Embrasser toutes les choses.

Lorsque j’étais enfant et que je rêvais à l’arrière de la voiture, j’imaginais une machine qui aurait pu manger le paysage de chaque côté de la route.
J’avançais dans un monde uniquement tourné vers l’avenir et le passé s’y détruisait de lui même.
Maintenant j’ai vieillie, je me retourne, je fouille et je trie toutes les vieilleries du passé, et, ma peinture elle aussi à vieillie, et accumule des strates, comme un sol mille fois piétiné et qui garderait la mémoire de tous les pas.
Elle participe à cette exhumation du passé: mon regard crée et recrée son propre monde, et, un pur moment de bonheur lorsque je retrouve une petite chose oubliée et que je peux arriver à placer idéalement à sa juste place…

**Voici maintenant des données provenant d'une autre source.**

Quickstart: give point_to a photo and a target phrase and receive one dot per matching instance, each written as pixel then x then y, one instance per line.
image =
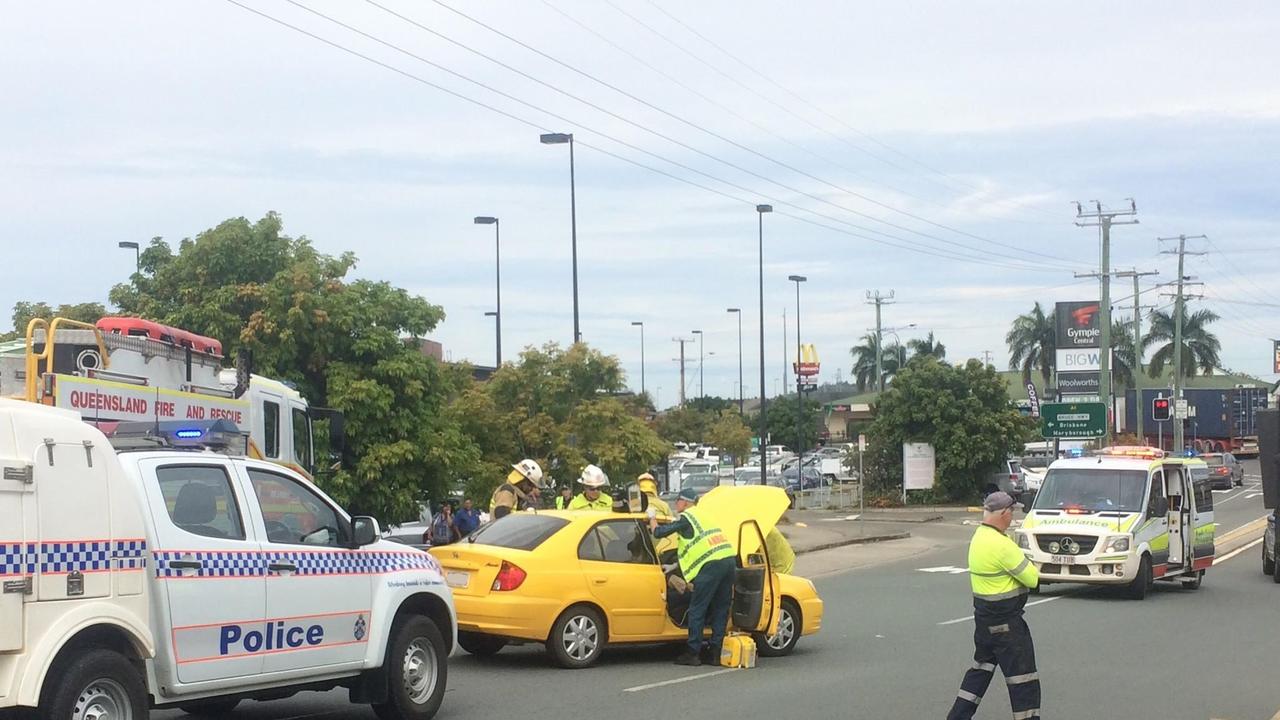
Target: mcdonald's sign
pixel 808 364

Je ne prétends pas que mon travail devient limpide avec les années, mais plus-tôt qu’une direction se distingue, une lueur au bout d’un sentier.
J’écarte et je trie plus que ne construis, ou bien alors j’ai construis peu à peu mon langage en manipulant les signes que l’on retrouve à présent dans mes toiles, comme une enfant joue et manipule les mots avant même de les comprendre totalement.

Ma peinture est un journal qui voudrait embrasser les choses qui m’entourent.

Publié dans : Mon livre "Mes émotions" |le 4 octobre, 2007 |Pas de Commentaires »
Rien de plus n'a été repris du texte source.